DDoS (distributed denial of service) attacks are used to take down a server or corporate network by overwhelming network devices such as servers and routers with a large number of bogus requests or very high volumes of garbage data.

When the device becomes overwhelmed, it can no longer accept legitimate traffic and thus fails to operate correctly. While DDoS attacks do not permanently destroy data or breach networks, they can still impose significant financial damage due to extended service outages and downtimes.

Being such a potent threat, Internet security service providers have developed advanced detection and mitigation solutions, to which DDoS actors have responded with new tricks and different approaches.

A new DDoS approach

In the context of this “cat and mouse” game, Akamai has seen a new DDoS attack method used in the wild called ‘TCP Middlebox Reflection,’ which was first examined by a team of American university researchers in August 2021.

A middlebox is a network device that performs packet inspection or content filtering by monitoring, filtering, transforming packet streams exchanged between two internet devices.

Middleboxes don’t just handle packet headers, but also the contents of packet, so they are employed in deep packet inspection (DPI) systems.

The idea is to abuse vulnerable firewalls and content filtering policy enforcement systems in middleboxes using specially crafted TCP packet sequences that cause the devices to spew a voluminous response.

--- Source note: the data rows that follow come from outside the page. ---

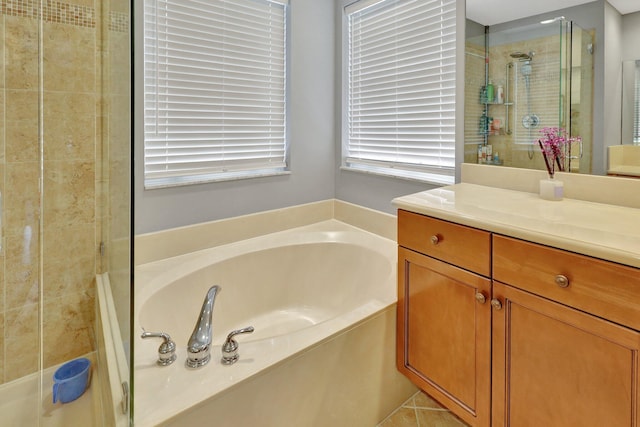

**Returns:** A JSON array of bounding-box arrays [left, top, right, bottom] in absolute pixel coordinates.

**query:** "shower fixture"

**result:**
[[509, 52, 536, 62]]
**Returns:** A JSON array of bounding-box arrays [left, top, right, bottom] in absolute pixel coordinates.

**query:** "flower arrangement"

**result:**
[[538, 127, 582, 179]]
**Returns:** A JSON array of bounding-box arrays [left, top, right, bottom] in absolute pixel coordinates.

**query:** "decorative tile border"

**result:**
[[0, 0, 96, 28], [109, 12, 129, 33]]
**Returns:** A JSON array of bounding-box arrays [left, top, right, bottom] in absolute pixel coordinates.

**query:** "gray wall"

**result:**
[[134, 0, 335, 234], [622, 12, 640, 61], [604, 2, 622, 171]]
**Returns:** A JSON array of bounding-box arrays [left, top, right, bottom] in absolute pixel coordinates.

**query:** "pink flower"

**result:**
[[538, 127, 582, 178]]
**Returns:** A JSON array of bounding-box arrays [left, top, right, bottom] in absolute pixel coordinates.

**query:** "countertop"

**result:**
[[393, 183, 640, 268], [607, 165, 640, 177]]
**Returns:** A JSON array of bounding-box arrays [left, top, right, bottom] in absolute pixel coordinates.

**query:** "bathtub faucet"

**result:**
[[187, 285, 220, 368]]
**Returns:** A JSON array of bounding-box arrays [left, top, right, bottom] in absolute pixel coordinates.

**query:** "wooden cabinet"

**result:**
[[397, 212, 491, 426], [397, 211, 640, 427], [492, 282, 640, 427], [492, 235, 640, 427]]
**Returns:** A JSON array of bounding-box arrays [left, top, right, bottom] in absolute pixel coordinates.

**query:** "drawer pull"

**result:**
[[556, 274, 569, 288]]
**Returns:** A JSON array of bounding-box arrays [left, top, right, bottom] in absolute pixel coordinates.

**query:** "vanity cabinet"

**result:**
[[397, 210, 640, 427], [492, 235, 640, 427], [397, 211, 491, 426]]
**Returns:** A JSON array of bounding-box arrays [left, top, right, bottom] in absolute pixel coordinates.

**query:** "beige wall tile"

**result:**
[[4, 304, 40, 382], [5, 89, 40, 162], [0, 90, 6, 164], [0, 311, 5, 383], [4, 16, 38, 89], [0, 16, 5, 89], [43, 224, 97, 302], [43, 293, 94, 368], [43, 23, 96, 93], [42, 161, 95, 227], [2, 162, 40, 236], [44, 91, 96, 162], [4, 232, 40, 311]]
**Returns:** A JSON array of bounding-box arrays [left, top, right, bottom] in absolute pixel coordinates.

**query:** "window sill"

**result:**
[[340, 165, 455, 186], [144, 170, 291, 190]]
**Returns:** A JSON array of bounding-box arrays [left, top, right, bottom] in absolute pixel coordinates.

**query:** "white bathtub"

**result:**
[[134, 220, 415, 426]]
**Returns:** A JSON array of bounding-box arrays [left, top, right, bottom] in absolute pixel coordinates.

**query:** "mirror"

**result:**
[[465, 0, 640, 175], [622, 59, 640, 145]]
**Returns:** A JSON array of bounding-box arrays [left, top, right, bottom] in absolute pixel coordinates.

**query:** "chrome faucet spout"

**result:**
[[187, 285, 220, 368]]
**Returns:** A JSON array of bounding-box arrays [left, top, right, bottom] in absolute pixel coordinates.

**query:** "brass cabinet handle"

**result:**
[[555, 274, 569, 288]]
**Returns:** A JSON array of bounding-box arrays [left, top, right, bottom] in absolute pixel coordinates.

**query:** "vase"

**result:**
[[540, 178, 564, 201]]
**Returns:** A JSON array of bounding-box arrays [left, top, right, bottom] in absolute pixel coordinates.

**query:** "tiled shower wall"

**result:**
[[0, 0, 128, 383]]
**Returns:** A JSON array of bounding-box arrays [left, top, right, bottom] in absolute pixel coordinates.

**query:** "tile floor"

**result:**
[[377, 391, 467, 427]]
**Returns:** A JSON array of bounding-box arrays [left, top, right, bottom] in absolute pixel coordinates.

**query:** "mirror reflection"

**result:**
[[465, 0, 640, 176]]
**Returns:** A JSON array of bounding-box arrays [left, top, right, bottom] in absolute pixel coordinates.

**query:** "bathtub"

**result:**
[[134, 219, 415, 426]]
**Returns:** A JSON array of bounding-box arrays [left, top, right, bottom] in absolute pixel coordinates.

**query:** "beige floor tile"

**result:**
[[378, 391, 467, 427], [416, 409, 466, 427], [413, 392, 444, 409], [378, 407, 418, 427]]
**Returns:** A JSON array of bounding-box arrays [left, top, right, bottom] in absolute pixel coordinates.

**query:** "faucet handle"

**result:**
[[140, 329, 176, 366], [221, 326, 254, 365]]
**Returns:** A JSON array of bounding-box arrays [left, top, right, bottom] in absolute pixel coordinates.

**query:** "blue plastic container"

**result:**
[[53, 357, 91, 403]]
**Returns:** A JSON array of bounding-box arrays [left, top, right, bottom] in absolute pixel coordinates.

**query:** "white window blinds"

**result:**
[[144, 0, 287, 188], [345, 0, 456, 183]]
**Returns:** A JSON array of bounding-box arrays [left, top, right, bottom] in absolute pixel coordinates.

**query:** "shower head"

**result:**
[[509, 52, 535, 61]]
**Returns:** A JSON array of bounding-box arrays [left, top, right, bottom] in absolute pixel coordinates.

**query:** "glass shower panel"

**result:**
[[0, 2, 43, 425], [565, 22, 593, 173], [0, 0, 131, 426]]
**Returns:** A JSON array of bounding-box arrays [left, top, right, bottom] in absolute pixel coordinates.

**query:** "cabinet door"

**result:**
[[492, 281, 640, 427], [397, 247, 491, 426]]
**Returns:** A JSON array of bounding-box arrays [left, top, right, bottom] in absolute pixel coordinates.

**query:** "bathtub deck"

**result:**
[[377, 391, 467, 427]]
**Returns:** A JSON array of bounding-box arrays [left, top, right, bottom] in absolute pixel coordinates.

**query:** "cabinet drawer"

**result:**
[[493, 235, 640, 330], [398, 210, 491, 276]]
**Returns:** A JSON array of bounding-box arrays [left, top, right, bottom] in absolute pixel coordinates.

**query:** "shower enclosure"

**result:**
[[0, 0, 131, 426], [465, 17, 593, 173]]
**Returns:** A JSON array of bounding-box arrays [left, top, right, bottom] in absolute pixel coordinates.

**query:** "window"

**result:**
[[144, 0, 287, 188], [344, 0, 456, 184], [633, 60, 640, 145]]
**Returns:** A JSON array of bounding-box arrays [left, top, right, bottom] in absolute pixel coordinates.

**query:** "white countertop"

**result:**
[[607, 165, 640, 176], [393, 183, 640, 268]]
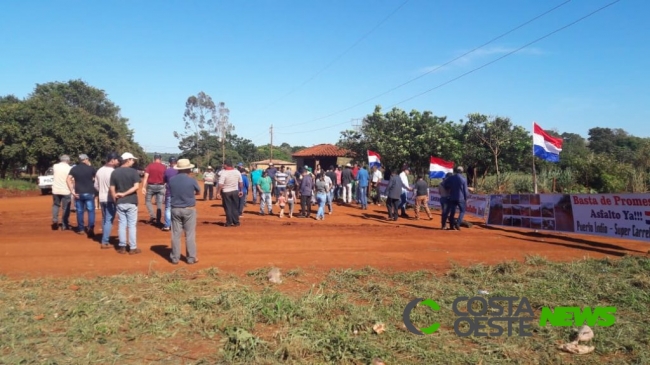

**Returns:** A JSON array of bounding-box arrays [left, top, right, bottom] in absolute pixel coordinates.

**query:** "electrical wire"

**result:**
[[278, 0, 621, 134], [258, 0, 410, 112], [270, 0, 571, 128]]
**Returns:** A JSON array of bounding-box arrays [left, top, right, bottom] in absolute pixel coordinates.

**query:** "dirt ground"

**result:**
[[0, 186, 650, 278]]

Akamai analysts observed an actual SYN packet with a 33-byte payload triggering a 2,156-byte response, achieving an amplification factor of 65x.

“The research authors note that there are hundreds of thousands of middlebox systems vulnerable to this TCP reflection abuse around the globe. In their testing they discovered amplification rates that surpass popular and often abused UDP reflection vectors,” explains Akamai’s report.

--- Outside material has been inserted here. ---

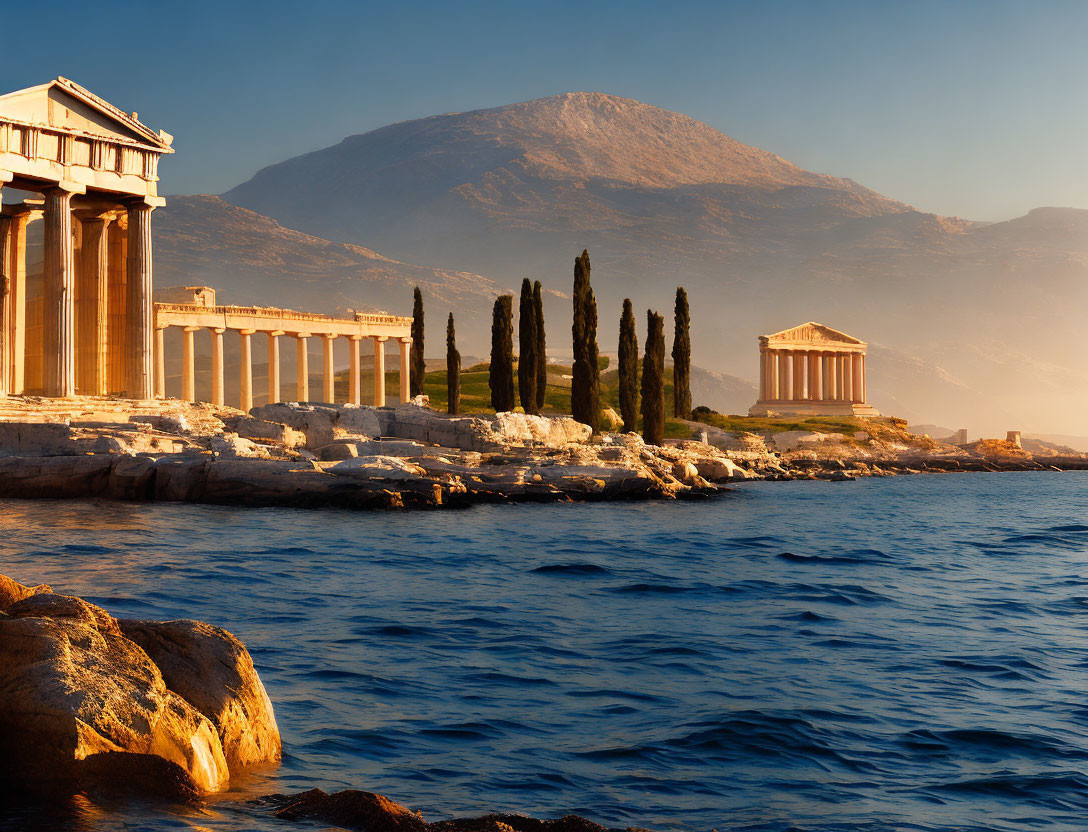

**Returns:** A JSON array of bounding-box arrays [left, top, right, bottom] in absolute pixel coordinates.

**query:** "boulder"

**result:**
[[119, 620, 282, 769], [0, 575, 280, 799], [0, 575, 53, 612], [0, 594, 228, 797]]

“Some of the vulnerable systems found in the wild offer an amplification rate greater than some of the hardest-hitting UDP vectors, such as NTP, RIPv1, and even the now infamous memcached.”

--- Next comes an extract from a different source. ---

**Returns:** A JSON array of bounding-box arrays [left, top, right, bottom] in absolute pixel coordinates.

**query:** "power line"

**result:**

With each reflection, a new amplification step is added, so the response size can quickly get out of hand, and these attacks can surpass even the well-established UDP vectors in potency.

Responses triggered from a vulnerable middlebox
Responses triggered from a vulnerable middlebox (Akamai)

Akamai describes an attack at a port with a running TCP service as follows:

“This volumetric attack now becomes a resource exhaustion attack: These SYN packets directed at a TCP application/service will cause that application to attempt to respond with multiple SYN+ACK packets, and hold the TCP sessions open, awaiting the remainder of the three-way handshake. As each TCP session is held in this half-open state, the system will consume sockets that will in turn consume resources, potentially to the point of complete resource exhaustion.”

Akamai

From paper to reality

Akamai has observed TCP Middlebox Reflection attacks in the wild in campaigns targeting banking, travel, gaming, media, and web-hosting service providers.

Although the attacks are small for now, with the most significant reaching 11 Gbps (at 1.5 Mpps), the threat analysts consider it only a matter of time before the adversaries fine-tune their techniques and find the best reflecting patterns.

In response to this rising trend, Akamai suggests the following mitigation approaches:

  • Treat all SYN floods with a length greater than 0 bytes as suspicious.
  • Introduce SYN challenges to sabotage the handshake and drop malicious data flows before reaching apps and servers.
  • Use a combination of antispoofing and out-of-state mitigation modules.
  • Add Firewall ACLs (rules) to drop SYN packets with a length greater than 100.